Andri berpendapat, jika para petani ini diperhatikan dapat menciptakan potensi besar bagi sumber pendapatan dan penghidupan bagi masyarakat dalam meningkatkan kesejahteraan.
Di lokasi tersebut, ada seorang Petani asal Garut Selatan yang bernama Arya, ia menyampaikan berbagai persoalan yang dihadapi petani sekitar, seperti mengharapkan adanya koperasi tani yang bisa menampung dan membeli hasil panen mereka. Menurut Arya, dengan koperasi tani setidaknya bisa meminimalisir kesulitan para petani dalam memasarkan hasil panennya.
“Kami berharap pemerintah turun merhatiin petani, kami butuh koperasi tani sehingga ada tempat petani untuk drop hasil panen, sementara ini hasil panen dijual sendiri ke pasar Induk,” ujarnya saat di lokasi.

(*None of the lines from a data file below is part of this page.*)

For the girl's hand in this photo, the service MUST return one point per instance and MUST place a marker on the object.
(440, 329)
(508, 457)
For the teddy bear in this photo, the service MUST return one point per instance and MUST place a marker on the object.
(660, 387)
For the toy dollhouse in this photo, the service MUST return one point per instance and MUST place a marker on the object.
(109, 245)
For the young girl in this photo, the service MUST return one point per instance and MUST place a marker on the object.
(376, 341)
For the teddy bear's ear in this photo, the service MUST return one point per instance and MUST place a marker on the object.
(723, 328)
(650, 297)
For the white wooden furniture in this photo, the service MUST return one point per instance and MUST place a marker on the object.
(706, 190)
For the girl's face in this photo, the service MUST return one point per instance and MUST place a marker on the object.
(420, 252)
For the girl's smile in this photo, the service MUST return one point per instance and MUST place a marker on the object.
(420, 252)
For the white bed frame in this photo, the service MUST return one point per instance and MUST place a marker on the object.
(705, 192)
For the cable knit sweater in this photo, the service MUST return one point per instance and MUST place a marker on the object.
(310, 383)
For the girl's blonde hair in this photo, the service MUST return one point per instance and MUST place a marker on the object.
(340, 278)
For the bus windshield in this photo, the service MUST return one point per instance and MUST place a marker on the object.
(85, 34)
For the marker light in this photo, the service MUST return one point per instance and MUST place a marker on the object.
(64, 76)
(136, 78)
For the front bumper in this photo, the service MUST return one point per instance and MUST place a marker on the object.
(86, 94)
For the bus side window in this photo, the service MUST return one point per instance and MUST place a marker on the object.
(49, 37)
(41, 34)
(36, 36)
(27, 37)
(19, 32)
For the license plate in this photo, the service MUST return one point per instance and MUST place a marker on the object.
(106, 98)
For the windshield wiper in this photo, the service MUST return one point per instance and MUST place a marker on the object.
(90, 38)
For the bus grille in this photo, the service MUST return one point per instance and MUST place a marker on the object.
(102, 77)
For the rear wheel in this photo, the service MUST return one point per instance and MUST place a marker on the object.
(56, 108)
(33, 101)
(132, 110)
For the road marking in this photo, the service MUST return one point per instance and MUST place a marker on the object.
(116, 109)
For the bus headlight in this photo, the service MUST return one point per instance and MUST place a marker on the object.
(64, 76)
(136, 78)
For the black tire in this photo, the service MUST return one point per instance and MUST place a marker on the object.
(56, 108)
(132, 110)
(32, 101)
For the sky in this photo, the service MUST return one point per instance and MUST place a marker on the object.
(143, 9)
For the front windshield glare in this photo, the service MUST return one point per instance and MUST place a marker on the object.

Melalui koperasi tani, kata Arya, petani dapat memperoleh pupuk, pestisida, dan benih dengan harga yang lebih murah. Alhasil, petani tidak perlu lagi mengeluarkan biaya tinggi untuk membeli input pertanian.
Dia juga mengatakan, keluhan yang disampaikan tidak hanya dicatat, melainkan benar-benar diperjuangkan.
“Kami senang ada wakil rakyat yang mau turun langsung mendengar keluhan petani. Harapan kami, apa yang disampaikan hari ini bisa ditindaklanjuti agar nasib petani lebih baik,” tambah Arya.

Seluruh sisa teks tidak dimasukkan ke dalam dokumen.